In the present study, the administration of PRE during a high-fat diet regimen affected the lipid pathway within the liver. High fat contents significantly increased the expression of SREBP1, ChREBP, ACC, FAS, G6PD, and CEBPα. SREBP1 and ChREBP play important roles in the development of fatty liver disease27,28. SREBP1 is a major transcriptional regulator of fatty acid and TG synthesis in response to insulin. ChREBP is activated by high glucose levels and plays an important role in the process and regulation of fat synthesis, which is unrelated to insulin29. Furthermore, FAS and ACC are important rate-limiting enzymes in fatty acid synthesis30. Enzymes that generate NADPH, such as G6PD, are abundantly expressed in adipose tissue and positively associated with the lipid synthesis activity of adipocytes31. Furthermore, C/EBPα is mainly found in tissues involved in energy metabolism, including the liver and intestinal epithelium. The increased expression of CEBPα is associated with adipocyte hypertrophy, impaired insulin signaling, and decreased glucose utilization32,33. However, treatment with PRE can significantly reverse lipid metabolism changes and reduce hepatic fat accumulation, improving liver damage caused by high fat consumption.
A high-fat diet can enhance LPS absorption by regulating the composition of the gut microbiota. In addition, it can affect mucosal integrity, potentially leading to metabolic endotoxemia34. In recent studies, high-fat administration reduced the abundance of Mediterraneibacter and increased that of Harryflintia and Phocaeicola35,36,37. Ligilactobacilli can alleviate liver damage by producing SCFAs such as butyric acid, acetic acid, and propionic acid and regulating hepatic lipid metabolism38. Moreover, the relative abundance of Enterococci is significantly upregulated in obese children with MASLD, indicating a positive correlation between Enterococcus and the MASLD phenotype39. In this study, high fat consumption reduced Ligilactobacillus and Mediterraneibacter and increased Enterococcus, Harryflintia, and Phocaeicola abundance. Although a decrease in endotoxin levels and an improvement in metabolic parameters were observed, further studies are needed to elucidate the direct causal relationship between the modulation of metabolic endotoxemia and the improvement of MASLD. However, PRE improved the composition of intestinal microorganisms and enhanced the expression of epithelial barrier integrity-related proteins such as ZO-1. The intestinal microbiota and intestinal-derived metabolites, especially tryptophan derivatives, regulate metabolic and immune functions related to health and disease. Indolepropionic acid (IPA), a tryptophan derivative, indicated the onset and development of metabolic disorders such as type 2 diabetes and MASLD in a previous study40. Consistent with this finding, our results showed a positive correlation between metabolic disorder mediators and IPA. This highlights the importance of effective management of indole propionic acid distribution, particularly in MASLD alleviation.
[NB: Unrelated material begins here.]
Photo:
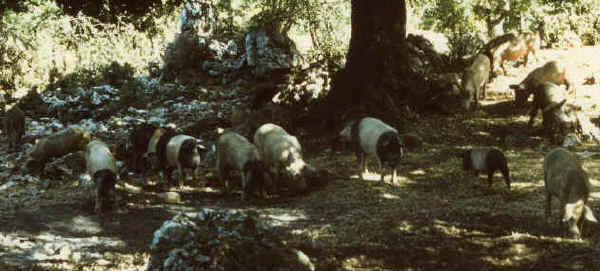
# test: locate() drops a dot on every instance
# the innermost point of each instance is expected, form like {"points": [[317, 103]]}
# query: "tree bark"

This study highlights PRE as a dietary supplement to improve metabolic health and alleviate MASLD. PRE demonstrated benefits by modulating gut microbiota, enhancing gut barrier integrity, and reducing liver damage caused by high-fat diets. It promoted the growth of beneficial probiotics like Lactiplantibacilli and Bifidobacteria and reduced the overexpression of lipid metabolism-related proteins in the liver. However, the identified bacteria represent a small fraction of the gut microbiota, necessitating further research to clarify their roles. Additionally, human trials are needed to confirm the gut-liver axis mechanism linked to PRE intake. These findings establish a foundation for using PRE to prevent and manage MASLD by supporting gut-liver health.
Methods
Preparation of PRE
Fresh parsnip roots were purchased from a local market in Yecheon (Gyeongsangbuk-do, Korea). The parsnip roots were sliced to 20-mm sections and dried in an oven for 24–48 h at 50 °C. They were then pulverized to a size of ≤2.0 mm using a grinder. Water equivalent to 20 times the volume of 5 g of the dried sample was added. Reflux extraction was carried out at 80 °C for 3 h to obtain a hot water extract. After filtration and concentration, the final yield of the extract was approximately 38.5% of the dry weight of parsnip roots. The liquid extract was filtered through a Whatman No. 41 filter and concentrated using a vacuum rotary evaporator (R-114; Buchi Labortechnik, Flawil, Switzerland). The parsnip extract obtained through this process was referred to as a PRE.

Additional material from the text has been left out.